“I’m a carpenter. The work has gotten slow in Boston with the Confederates running the show. Mr. Lincoln’s government says there’s to be no business with the Confederate-occupied territories. The Confederates have been feeding us from their military stores, but I don’t want to live off their charity. I imagine there’s plenty of work here for carpenters.”
The man’s wife jostled him. “We’re Free State citizens, Beriah. We could never live under the rule of those Confederate slave masters, even if you had all the work you could handle in Boston. We’d rather be here with our people than aliens in an occupied country. Isn’t that so?”
“I reckon she’s right about that,” replied Beriah. “The Free States are our country.”
Burnside tipped his hat. “Thank you good folks for coming to join us in making a free country here. I know it wasn’t easy leaving your homes. We will live free here, among our own people, until we grow strong enough to run the Confederates out of Boston. And the more people we have like you, the sooner we will run them out and return to our homes.”

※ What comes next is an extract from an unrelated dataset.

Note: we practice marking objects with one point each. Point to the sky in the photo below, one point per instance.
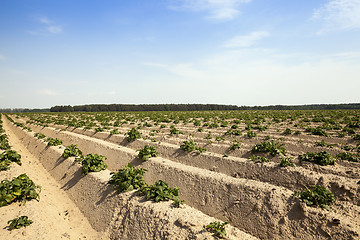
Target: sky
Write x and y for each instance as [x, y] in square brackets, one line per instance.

Sherman and Burnside moved on.
“The new arrivals are assigned living quarters and work,” explained Sherman. “Most of the healthy young men are volunteering for the army. We’ve got more than we can arm at the moment. We’re putting the mechanics to work building our new armaments foundries. The fellow you talked to is free to engage in civilian trade if he wants to. We do need some of that. People have to have carpenters to make their furniture. They can’t sit on the floors, not even in time of war.”
“Trade is flourishing,” observed Burnside. “Much more so than I would have expected. There doesn’t seem to be any shortage of merchandise in the stores.” He saw that many Boston merchants had reestablished themselves in the crudely constructed storefronts that sold everything from saddles to canned goods.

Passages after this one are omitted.